Few articles generate responses like the one about the Klamath water crisis in a recent Western Farm Press edition. Bob Gasser's emotional account of what happened when the federal government cut off water supplies to Klamath Basin farmers two years ago generated requests for posting on other Web sites. It also brought several e-mails offering widely different and emotional viewpoints.

The story was about how farmers say they were betrayed by their government when irrigation water was abruptly cut off at the beginning of the irrigation season, ostensibly to save “endangered” fish; where federal marshals had to guard head gates against the actions of irate farm families; where public protest became the unlikely but desperate tool for typically quiet farmers to create public awareness; where Indians were pitted against non-Indians. It was such an emotional and heated action that Gasser said in hindsight it was fortunate no one was seriously hurt or killed.

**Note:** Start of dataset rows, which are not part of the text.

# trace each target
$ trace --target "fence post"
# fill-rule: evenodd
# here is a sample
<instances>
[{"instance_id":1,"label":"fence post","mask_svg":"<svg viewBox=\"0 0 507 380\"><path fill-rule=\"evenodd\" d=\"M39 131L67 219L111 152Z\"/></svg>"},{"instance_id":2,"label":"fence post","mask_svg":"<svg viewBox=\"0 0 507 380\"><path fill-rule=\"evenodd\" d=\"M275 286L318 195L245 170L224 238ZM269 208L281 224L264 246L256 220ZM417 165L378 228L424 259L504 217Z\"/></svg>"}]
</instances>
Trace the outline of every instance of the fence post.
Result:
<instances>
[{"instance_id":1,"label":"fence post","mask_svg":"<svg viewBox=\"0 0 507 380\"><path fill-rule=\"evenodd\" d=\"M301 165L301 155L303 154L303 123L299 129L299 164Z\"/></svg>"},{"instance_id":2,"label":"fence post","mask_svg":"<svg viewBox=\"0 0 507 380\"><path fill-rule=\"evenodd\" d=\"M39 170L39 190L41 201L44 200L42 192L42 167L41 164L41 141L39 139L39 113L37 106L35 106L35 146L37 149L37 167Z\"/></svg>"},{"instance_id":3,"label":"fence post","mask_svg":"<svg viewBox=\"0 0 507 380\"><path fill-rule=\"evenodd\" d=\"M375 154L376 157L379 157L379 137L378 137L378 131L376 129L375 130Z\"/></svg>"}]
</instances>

It has evolved into one of the most emotion-charged water issues in the long running Western water war saga.

The water is back on in Klamath. However, the crisis has not passed for farmers along the Oregon/California border. Rural life will never be the same in the Klamath Basin. When farmers, townspeople and the agribusiness community slammed down the gauntlet against the federal government, it signaled a new, more highly charged era in the water wars and for the Endangered Species Act.

Klamath was the first volley. The second has been fired at the other end of California in Imperial County, where residents of what the mass media is fond of identifying as the “poorest county in California” has had the audacity to tell the rich folks in Southern California that they are not going to give up their water without a fight — or at least some serious cash and concrete promises that Imperial Valley will not become another Owens Valley.

Farmers in the Palo Verde Valley in nearby Riverside County have said the same thing.

Residents of Imperial and Palo Verde valleys have made it clear they are not willing to sacrifice their futures for thirsty Southern California urban dwellers.

The Klamath crisis may have given Imperial and Palo Verde and others the encouragement to dig in their heels. For certain, what happened in Klamath has sent cold chills down the spines of many farmers who have come to fully realize that what happened in Klamath can happen anywhere at any time with no notice.

There are at least a dozen water/Endangered Species Act/wildlife habit issues on the table in California. Each directly affects farmers and ranchers.

Typically, these issues drag on for years; are subject to many lawsuits and endless hours of meetings to try to reach settlements.

The Klamath water crisis added a most unsettling element to that scenario: The government can also act precipitously to cut off irrigation water to any farmer or region any time it wants.

Klamath farmers knew that was a possibility, but it seemed so unrealistic that they never expected the government to really cut off their water.

Their government did, and it forever changed the rules of the water game in the West.